Setelah Raditya Dika dan Ernest Prakasa, satu komika lain terjun menjadi sutradara. Dialah Soleh Solihun yang mencoba peruntungan dalam film Mau Jadi Apa?, yang akan tayang pada 30 November nanti.
Dalam film bergenre komedi itu, Soleh menjadi sutradara bersama Monty Tiwa. "Gue punya cerita, Monty mewujudkan ide gue lewat hal yang berbau teknis.

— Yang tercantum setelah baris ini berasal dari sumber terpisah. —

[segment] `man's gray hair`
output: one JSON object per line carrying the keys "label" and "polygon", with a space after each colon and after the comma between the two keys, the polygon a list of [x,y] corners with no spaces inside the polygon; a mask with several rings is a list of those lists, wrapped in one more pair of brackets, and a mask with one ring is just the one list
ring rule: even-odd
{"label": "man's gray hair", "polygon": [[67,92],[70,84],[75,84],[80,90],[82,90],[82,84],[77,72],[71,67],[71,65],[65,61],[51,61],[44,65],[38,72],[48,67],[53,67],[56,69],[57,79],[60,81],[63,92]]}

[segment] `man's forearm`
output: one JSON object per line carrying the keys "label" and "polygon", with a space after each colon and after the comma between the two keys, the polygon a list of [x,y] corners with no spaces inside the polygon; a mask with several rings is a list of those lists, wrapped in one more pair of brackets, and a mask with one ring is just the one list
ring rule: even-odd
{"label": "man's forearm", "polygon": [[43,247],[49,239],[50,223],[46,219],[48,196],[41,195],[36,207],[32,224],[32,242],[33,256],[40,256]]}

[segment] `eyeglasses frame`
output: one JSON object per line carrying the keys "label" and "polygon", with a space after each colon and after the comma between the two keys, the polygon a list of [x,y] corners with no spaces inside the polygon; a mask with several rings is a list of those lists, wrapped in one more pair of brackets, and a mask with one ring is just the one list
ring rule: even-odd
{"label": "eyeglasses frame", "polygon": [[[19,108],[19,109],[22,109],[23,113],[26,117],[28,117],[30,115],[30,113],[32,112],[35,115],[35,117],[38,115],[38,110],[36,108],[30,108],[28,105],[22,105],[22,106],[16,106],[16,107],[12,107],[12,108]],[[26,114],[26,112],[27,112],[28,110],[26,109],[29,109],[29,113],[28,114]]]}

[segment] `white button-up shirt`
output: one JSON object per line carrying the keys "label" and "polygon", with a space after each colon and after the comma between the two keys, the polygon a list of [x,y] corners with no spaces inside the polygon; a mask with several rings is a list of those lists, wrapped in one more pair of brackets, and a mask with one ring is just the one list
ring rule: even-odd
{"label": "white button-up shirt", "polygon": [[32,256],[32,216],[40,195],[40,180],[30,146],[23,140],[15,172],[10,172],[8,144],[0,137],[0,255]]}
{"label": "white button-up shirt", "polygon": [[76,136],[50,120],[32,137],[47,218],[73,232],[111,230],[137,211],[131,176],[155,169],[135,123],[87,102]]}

"Dia menerjemahkan kreativitas gue menjadi visual," ujar Soleh setelah penayangan perdana film Mau Jadi Apa? untuk kalangan pers di Epicentrum XXI, Kuningan, Jakarta Selatan, Jumat (17/11/2017).
Soleh punya cerita, sebab Mau Jadi Apa? merupakan kisah nyata sang komika yang dimulai saat masuk kuliah di Fakultas Ilmu Komunikasi Universitas Padjadjaran (Fikom Unpad), Bandung, pada 1997.
Saat itu, seperti sebagian besar pemuda sebayanya, Soleh mengalami krisis jati diri. Ia bingung mau jadi apa.
Bersama sahabat-sahabatnya Lukman (Boris Bokir) si jago gambar, Marsyel (Adjisdoaibu), si "Ali Topan KW" yang selalu sial, Eko (Awwe) si penggila musik yang doyan mencela, Fey (Anggika Bolsterli) si blasteran yang cantik namun sedikit gila, serta si mulut besar Syarif (Ricky Wattimena), Soleh akhirnya menemukan passion dengan mendirikan majalah kampus alternatif.
Namun mengelola majalah Karung Goni tidak mudah. Mereka harus menghadapi anak-anak Fakta Jatinangor, majalah super serius yang lebih awal eksis.
Apalagi Soleh dan kawan-kawan punya masalah pribadi. Soleh harus berjuang merebut hati Ros (Aurelie Moeremans), Slanker cantik yang ditaksirnya sejak masa Ospek.
"Ketika kita mengerjakan yang dicintai, ketemu tuh jawaban mau jadi apa," ucap Soleh. Ihwal ia terjun menggarap kisah pribadinya adalah perkenalannya dengan produser Chand Parwez dalam film Cinta Brontosaurus pada 2012.
"Banyak film bercerita dari zero menjadi hero. Yang menarik, di sini (film Mau Jadi Apa?, red.), orang-orang aslinya memang ada," timpal Parwez menunjuk Lukman, Marsyel, Eko, dan Syarif asli yang turut menghadiri konferensi pers.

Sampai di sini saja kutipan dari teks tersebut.